Béal: K Pro is built in a modular way so that the agentic platform can easily connect to additional capabilities provided by the client, for instance through MCP amongst other ways. In this way Sanofi can connect their internal AI stack to K Pro. Sanofi’s data will remain internal to Sanofi as part of our strict safeguards on partner privacy and data security.
R&D World: You’ve called validation the real bottleneck. Does this collaboration include the lab-in-the-loop validation loop, and where in the pipeline do the first Sanofi agents operate?
Béal: Validation is absolutely a bottleneck, but currently this deal does not include lab-in-the-loop validation from the Owkin side. Exact validation strategies will be defined specifically for use cases of interest, leveraging the best of Owkin and Sanofi data and capabilities. Yes, the initial scope is competitive intelligence and decision support. I’m afraid we can’t yet comment on where in the pipeline the specialist agents will operate.
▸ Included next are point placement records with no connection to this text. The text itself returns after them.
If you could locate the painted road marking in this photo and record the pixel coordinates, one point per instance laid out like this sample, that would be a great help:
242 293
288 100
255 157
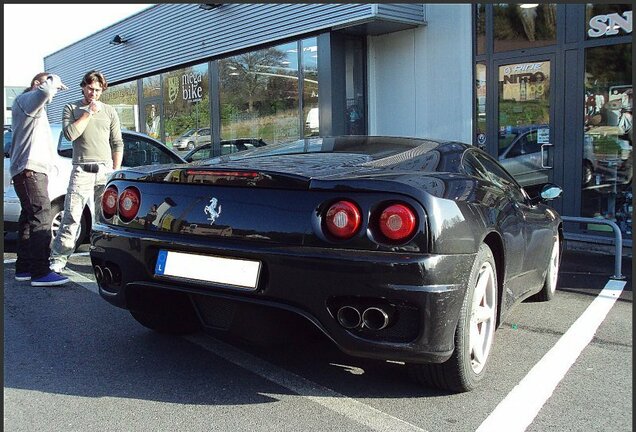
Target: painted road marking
352 409
517 411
R&D World: Owkin frames K Pro as a step toward Biological Artificial Superintelligence and the eventual automation of R&D. For this deal specifically, what does success look like in measurable terms over the coming years?
Béal: Yes, Owkin’s eventual goal is to automate K Pro (our AI scientist) to allow it to make discoveries humans alone could not make. When we have done this successfully we will have achieved Biological Artificial Superintelligence (BASI). K Pro users (like Sanofi) benefit from our progress towards this on the platform, but the goal of our partnership with Sanofi is not to come closer to BASI. Instead, in the short to mid-term, success looks like delivering three specialist agents to the highest standards and ensuring Sanofi’s satisfied and increased use of K Pro in their work. The validation and trust gained along the way will form the basis for increasingly automatized behavior.